編むことに必要なのは、好きな毛糸とその糸に合う棒針。糸切りばさみと毛糸針。それから15センチ位の定規とメジャー。編み目に印をつけるマーカーや鈎針もあると便利ですが、それらは必要に応じて揃えていけば大丈夫です。意外と少ない?では順を追ってご説明しましょう。
まず糸について。本に載っている作品を編む場合は、指定糸、または近い太さの糸をご用意下さい。糸のラベルには1玉の重さと長さが記載されていますので、そちらを参考に。個人的には指定糸であっても好きな色を、または(太さの近い)好きな糸で編むことをお勧めしています。特に色はとても大切で、その人らしさが表れるもの。服とのコーディネートを考えた時、好きな色は合わせやすいことが多いのです。
次に針について。棒針は今、様々な種類のものがあり、どれを買えばいいのか迷われる方も多いようです。編む時間は長いので、気持ちよく編める道具は大切です。全くの初心者でまずはシンプルなマフラーを編みたい、という方でしたら、長さ23センチ程の玉付き2本棒針をお勧めします。けれど、いつかはウェアも編んでみたいという方には、輪針が良いと思います。輪針は編み地を輪(筒状)に編むだけではなく、平面に編むこともできます。出来ればコードと針先が別売りになっていて、コードと針先をつなげて使うタイプのものがベター。経済的に無駄がなく、色々なサイズが使えて便利です。針の太さは規格で決まっていますが、針先の形状はメーカーによる違いがあります。なので、まずは試してみる。そして自分に合えばそのメーカーの針を揃えてみるのが良さそうです。別な視点から言えば、買い易いことも大事なことです(針を買い足す場面は意外に多いので)。
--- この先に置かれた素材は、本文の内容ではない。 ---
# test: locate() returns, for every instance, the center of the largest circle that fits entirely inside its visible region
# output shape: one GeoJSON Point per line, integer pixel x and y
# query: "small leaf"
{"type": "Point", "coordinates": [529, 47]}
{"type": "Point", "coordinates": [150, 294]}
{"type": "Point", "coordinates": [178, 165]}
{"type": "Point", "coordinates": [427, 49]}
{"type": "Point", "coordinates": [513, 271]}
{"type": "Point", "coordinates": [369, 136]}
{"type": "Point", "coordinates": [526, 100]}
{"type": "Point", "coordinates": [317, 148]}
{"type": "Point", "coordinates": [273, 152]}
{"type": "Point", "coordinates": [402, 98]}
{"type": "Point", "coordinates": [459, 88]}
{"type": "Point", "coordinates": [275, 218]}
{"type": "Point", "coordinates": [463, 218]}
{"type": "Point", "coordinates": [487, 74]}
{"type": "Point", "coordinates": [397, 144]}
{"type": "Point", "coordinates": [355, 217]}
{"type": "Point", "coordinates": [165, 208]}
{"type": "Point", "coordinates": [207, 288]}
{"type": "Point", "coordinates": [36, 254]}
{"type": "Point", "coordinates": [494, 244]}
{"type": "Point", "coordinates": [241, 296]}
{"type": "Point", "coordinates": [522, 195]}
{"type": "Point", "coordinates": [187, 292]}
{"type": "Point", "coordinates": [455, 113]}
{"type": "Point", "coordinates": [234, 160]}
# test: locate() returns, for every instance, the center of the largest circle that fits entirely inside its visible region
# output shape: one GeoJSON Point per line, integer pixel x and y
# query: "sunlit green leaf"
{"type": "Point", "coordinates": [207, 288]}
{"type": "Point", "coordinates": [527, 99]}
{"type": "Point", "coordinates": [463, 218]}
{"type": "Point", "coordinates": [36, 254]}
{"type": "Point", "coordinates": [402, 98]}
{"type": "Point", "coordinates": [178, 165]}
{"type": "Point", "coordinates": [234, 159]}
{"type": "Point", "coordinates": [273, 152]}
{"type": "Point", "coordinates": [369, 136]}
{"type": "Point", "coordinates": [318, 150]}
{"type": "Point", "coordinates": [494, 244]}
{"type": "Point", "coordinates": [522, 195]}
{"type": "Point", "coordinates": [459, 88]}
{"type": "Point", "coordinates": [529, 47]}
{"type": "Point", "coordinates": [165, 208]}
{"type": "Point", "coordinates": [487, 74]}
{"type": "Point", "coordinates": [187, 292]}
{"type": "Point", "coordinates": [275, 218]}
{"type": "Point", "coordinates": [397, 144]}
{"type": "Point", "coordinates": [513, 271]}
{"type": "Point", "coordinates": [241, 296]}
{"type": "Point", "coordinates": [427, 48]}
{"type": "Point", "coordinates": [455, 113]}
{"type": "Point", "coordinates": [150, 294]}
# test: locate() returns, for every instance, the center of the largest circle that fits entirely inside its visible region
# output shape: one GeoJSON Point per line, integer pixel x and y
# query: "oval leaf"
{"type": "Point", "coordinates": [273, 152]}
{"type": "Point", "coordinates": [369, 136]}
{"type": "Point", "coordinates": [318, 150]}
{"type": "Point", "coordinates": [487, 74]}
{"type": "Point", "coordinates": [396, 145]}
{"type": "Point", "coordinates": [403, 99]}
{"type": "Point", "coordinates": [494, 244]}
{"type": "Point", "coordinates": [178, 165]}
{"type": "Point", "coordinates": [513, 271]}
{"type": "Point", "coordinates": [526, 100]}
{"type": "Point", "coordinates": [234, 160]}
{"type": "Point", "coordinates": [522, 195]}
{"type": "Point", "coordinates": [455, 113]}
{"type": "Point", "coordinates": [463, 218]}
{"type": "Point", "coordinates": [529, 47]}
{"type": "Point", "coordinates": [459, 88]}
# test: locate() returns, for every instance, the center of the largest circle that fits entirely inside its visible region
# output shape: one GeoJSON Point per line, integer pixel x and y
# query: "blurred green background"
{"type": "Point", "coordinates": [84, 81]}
参考までに、私が良く使う針はTULIPの付け替え輪針とクロバーの短針(両側から編めるタイプで5本、又は4本でセットになっているもの)です。TULIPの針はコードの柔らかさと買い易さから、クロバーの短針は編み地サンプルを作る時に使います。針先はクロバーの、丸みのある形が私には合っているみたい。編む時に針先を指で押す癖があるので、針先が細いタイプは指が痛くなってしまうのです。
糸切ばさみは、お好みで。ただし、私は糸以外のものは切りません。刃先を研ぐなどのケアをして下さるお店で買えると良いと思います。糸を切る時は、パチンと切りたいもの。刃先から糸が滑る感覚があれば、研ぎ直しをお勧めします。毛糸針は糸始末用に必要ですから、糸の太さに合うものを用意して下さい。定規はゲージを測るために、メジャーは時々編み地の寸法を確認するために使います。これらもお好みのものをお使い下さい。
編む時間を心地良いものにするためにも「好き」と思う感覚を大切にしてみて下さい。私は、自身の感覚から手に触れるものは出来るだけ自然の素材でありたいですし、デザインにストレスを感じるものは身の周りには置きません。自分が何をどう感じるか、それを自覚することはデザインする上でとても重要だからです。
編みたい作品が載っている本や編み図の他に、編物の基礎本(記号図や技法について、そのやり方が詳しく載っている本)を一冊準備されると良いと思います。どの本が良いかは、その人次第。見て分かりやすいもの、この本を傍に置いておきたいと思える本が良いと思いますが、好きな一冊を選べるほど基礎本が充実している書店は少ないのが現状かも知れません。私自身は学生の頃から「手あみのテクニックブック 棒針編み・かぎ針編み・アフガン編み」(日本ヴォーグ社)を使っています。基礎本としては薄い本かも知れませんが、基本的なことが分かりやすく載っています。お教室の時にも必ず持っていきます。編物の技法は暗記する必要はないので、ちょっと確認したい時に重宝しています。
そして何より必要なもの。それは「編みたい!」と思う気持ちです。これがなければ始まらない、つい手が動いてしまう衝動のようなもの。お教室に来て下さる方の中には「初心者なのに、こんなに難しそうなものを編んでいいのかしら」と仰る方もおられます。けれど、その人の技量を拝見しつつ、私は背中を押してあげたい(もちろん、簡単なものから少しずつステップアップしたい、という方のために、それはまた別の機会にお話しします)。トライアンドエラーを繰り返しながら、自分に足りない部分を知り、難しいと思う部分は練習してみるとよいのです。編む技術は、教えてもらうというよりも、自分で色々試しながらコツを掴んでいくという姿勢が大切です。それに実際に編んでみると、思っていたほど難しくはないかもしれませんよ。出来なかったことが、出来るようになる。そんな成長の喜びを感じられるのは、「編みたい」という強い気持ちがあればこそ。心の底から「編みたい」と思っていただける作品をお届けできますように、私も成長していきたいと思います。